Maggie, don’t worry about our Thursday session.

Just enjoy some special time with your husband! Now scoot!”

Walking out onto the street after a couple’s session like that felt oddly the same as walking out of the justice of the peace’s office.

The realization that I was married came crashing down, just like it had then, and I didn’t entirely know how to function in real time.

I kept glancing over at Zeke out of the corner of my eye, desperate to know if he was just as confused and lost as me.

“So…that went well,” Zeke joked. It lightened the moment enough for us to both laugh as we stupidly stood staring at one another in the middle of the sidewalk.

“I’ve never had a homework assignment quite like this one,” I added. I meant it as another lighthearted joke, but I noticed how Zeke winced. “I didn’t mean—”

“It’s fine, Trouble.” Zeke cut me off with the wave of a hand. “We’re both learning.”

“Maybe we should schedule it?” I suggested.

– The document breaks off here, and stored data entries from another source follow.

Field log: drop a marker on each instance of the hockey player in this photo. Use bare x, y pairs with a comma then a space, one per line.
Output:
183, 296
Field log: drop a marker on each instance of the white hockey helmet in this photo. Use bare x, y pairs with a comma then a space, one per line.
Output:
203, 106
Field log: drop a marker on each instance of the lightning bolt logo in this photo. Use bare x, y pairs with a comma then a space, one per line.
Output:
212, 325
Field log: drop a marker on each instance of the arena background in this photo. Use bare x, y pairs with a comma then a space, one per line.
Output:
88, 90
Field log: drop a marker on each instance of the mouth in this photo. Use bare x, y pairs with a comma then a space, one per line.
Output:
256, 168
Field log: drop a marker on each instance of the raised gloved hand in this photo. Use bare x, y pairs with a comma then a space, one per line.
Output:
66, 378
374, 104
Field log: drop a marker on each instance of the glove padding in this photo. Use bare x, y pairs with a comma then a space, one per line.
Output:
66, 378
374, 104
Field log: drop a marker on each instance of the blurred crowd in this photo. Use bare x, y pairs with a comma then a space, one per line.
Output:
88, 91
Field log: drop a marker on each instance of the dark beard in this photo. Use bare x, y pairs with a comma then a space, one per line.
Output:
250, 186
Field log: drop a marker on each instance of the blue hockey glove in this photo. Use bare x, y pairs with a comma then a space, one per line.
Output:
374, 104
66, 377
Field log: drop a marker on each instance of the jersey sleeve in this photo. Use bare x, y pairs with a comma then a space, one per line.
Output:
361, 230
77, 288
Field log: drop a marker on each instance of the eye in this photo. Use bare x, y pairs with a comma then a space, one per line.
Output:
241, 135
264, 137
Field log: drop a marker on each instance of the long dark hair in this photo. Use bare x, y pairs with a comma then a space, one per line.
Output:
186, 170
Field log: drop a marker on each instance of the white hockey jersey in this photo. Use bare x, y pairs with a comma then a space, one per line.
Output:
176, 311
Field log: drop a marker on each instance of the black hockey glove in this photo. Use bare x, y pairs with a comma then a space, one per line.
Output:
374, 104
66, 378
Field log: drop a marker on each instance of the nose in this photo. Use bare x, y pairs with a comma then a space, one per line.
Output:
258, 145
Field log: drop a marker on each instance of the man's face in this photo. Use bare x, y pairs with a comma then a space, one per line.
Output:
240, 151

He thrived on structures and routine. “That way we both have time to prepare?”

“Okay. Saturday night,” he agreed. “We’ll spend the day together, do something fun, and then go home to…” his voice trailed off in unease as we both mentally filled in the blank.

Saturday arrived by warped speed. Zeke and I remained distantly polite throughout the week, operating like strangers sharing a hostel, as we counted down to D-Day.

My nerves were raw by the time I finally gave up on sleep the morning of.

I already heard Zeke in the kitchen making breakfast, so I decided to rip it off like a band-aid when I joined him.

Usually on Saturday mornings, Zeke opted for a simple run instead of a full blown workout, then he came home and cooked breakfast before I even woke up.

He would be in the shower, his own breakfast long gone, by the time I staggered out to the kitchen in search of coffee.

Seeing him now, nylon shorts slung low on his hips, back muscles rippling in their naked glory, while he minded the turkey bacon frying on the stove made it really easy for me to imagine sex with him. I wanted it. I wanted him.

But wanting him wasn’t enough. Barb said Zeke needed to feel an emotional connection. So if we were going to do anything, I had to open up a little bit and let Zeke feel something.